Pemerintah Janji Buka Ruang Buruh Susun RUU Ketenagakerjaan

Sabrina Mulia Rhamadanty
28 August 2026 15:30

Pengunjuk rasa melakukan aksi memperingati Hari Buruh atau May Day 2026 di depan gedung DPR RI, Jumat (1/5/2026). (Bloomberg Technoz/Andrean K)
Pengunjuk rasa melakukan aksi memperingati Hari Buruh atau May Day 2026 di depan gedung DPR RI, Jumat (1/5/2026). (Bloomberg Technoz/Andrean K)

Bloomberg Technoz, Jakarta - Pemerintah berjanji akan membuka ruang bagi organisasi dan serikat pekerja/buruh untuk menyampaikan masukan serta aspirasi dalam proses penyusunan Rancangan Undang-Undang (RUU) Ketenagakerjaan baru. 

Langkah ini diambil guna memperkaya substansi regulasi agar dapat memperkuat pelindungan pekerja sekaligus menjaga keberlanjutan iklim dunia usaha di tengah tantangan zaman.

Wakil Menteri Ketenagakerjaan (Wamenaker) Afriansyah Noor menegaskan pentingnya pelibatan aktif serikat buruh mengingat penyelesaian RUU Ketenagakerjaan yang ditargetkan rampung pada Oktober 2026 mendatang. 

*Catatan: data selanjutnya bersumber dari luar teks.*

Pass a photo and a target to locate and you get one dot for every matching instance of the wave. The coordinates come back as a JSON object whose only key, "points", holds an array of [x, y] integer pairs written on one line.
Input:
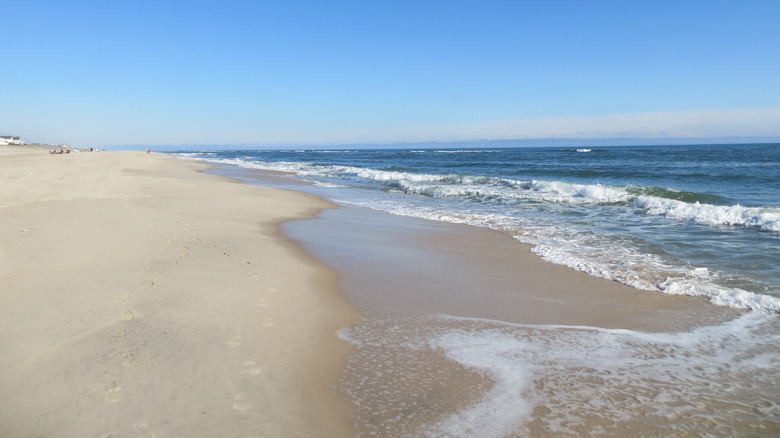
{"points": [[669, 203], [487, 202]]}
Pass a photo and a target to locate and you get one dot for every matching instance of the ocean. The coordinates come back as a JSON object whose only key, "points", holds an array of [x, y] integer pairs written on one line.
{"points": [[699, 220]]}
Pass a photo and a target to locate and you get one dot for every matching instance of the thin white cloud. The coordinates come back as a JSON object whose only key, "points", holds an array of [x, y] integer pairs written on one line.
{"points": [[663, 124]]}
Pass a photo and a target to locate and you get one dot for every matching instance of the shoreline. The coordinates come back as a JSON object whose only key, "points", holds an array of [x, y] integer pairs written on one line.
{"points": [[444, 262], [143, 296]]}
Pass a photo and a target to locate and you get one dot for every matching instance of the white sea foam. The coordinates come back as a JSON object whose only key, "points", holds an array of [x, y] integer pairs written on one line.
{"points": [[582, 373], [763, 218], [565, 379], [587, 252]]}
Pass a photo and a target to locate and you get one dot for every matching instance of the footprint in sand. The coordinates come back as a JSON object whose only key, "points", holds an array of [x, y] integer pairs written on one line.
{"points": [[119, 334], [252, 368], [112, 392], [143, 427], [240, 403], [129, 359], [235, 341]]}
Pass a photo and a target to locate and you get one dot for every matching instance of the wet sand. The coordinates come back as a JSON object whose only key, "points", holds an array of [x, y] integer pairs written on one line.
{"points": [[141, 297], [407, 277]]}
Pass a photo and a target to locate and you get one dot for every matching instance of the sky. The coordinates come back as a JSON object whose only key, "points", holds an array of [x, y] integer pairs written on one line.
{"points": [[113, 73]]}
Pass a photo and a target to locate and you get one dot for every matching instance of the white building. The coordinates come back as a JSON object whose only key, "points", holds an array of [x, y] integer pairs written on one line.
{"points": [[9, 139]]}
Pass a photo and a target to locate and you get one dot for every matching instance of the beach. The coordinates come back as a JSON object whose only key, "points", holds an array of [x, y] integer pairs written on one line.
{"points": [[144, 295], [141, 297]]}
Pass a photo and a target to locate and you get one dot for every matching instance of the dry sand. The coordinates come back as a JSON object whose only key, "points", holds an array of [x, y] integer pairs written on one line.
{"points": [[139, 297]]}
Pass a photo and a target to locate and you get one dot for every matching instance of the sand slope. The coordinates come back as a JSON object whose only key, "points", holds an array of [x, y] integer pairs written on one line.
{"points": [[139, 297]]}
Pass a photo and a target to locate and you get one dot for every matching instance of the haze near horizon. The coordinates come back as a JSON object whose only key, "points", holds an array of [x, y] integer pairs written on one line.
{"points": [[101, 74]]}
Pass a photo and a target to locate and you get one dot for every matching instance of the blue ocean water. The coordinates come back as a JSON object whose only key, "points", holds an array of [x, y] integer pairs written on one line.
{"points": [[699, 220], [695, 220]]}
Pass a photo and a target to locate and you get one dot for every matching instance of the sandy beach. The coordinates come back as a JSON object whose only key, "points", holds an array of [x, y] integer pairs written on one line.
{"points": [[144, 295], [140, 297]]}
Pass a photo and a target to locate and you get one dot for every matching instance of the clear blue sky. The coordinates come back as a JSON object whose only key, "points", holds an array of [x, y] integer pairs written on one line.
{"points": [[106, 73]]}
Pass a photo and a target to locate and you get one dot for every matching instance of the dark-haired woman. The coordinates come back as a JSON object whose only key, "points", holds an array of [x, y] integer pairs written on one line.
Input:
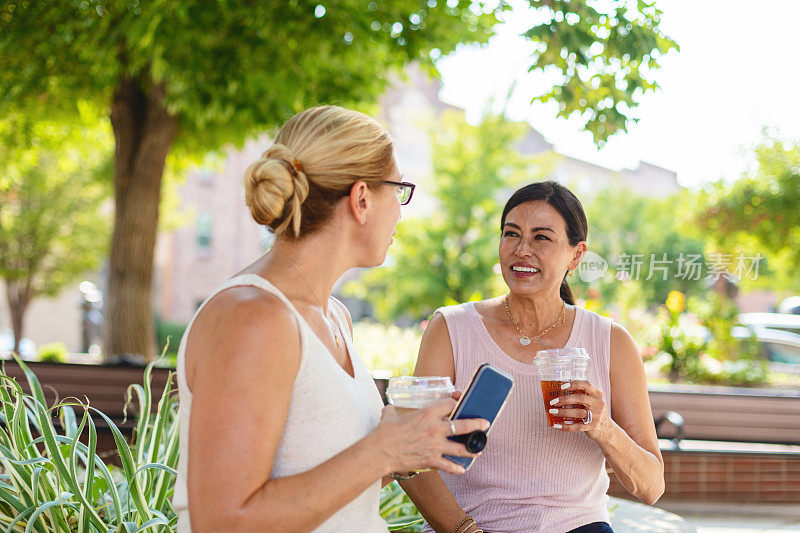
{"points": [[533, 477]]}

Menurutnya, percepatan pembentukan regulasi ini memerlukan kontribusi dan masukan yang mendalam agar mampu menjawab disrupsi dan perubahan pesat di dunia kerja.

"Kita memiliki timeline yang sangat padat dan menantang, di mana penyelesaian RUU ini ditargetkan dapat rampung pada bulan Oktober mendatang. Artinya, waktu kita bergerak sangat cepat," ujar Afriansyah dalam keterangan tertulis, Jumat (28/8/2026).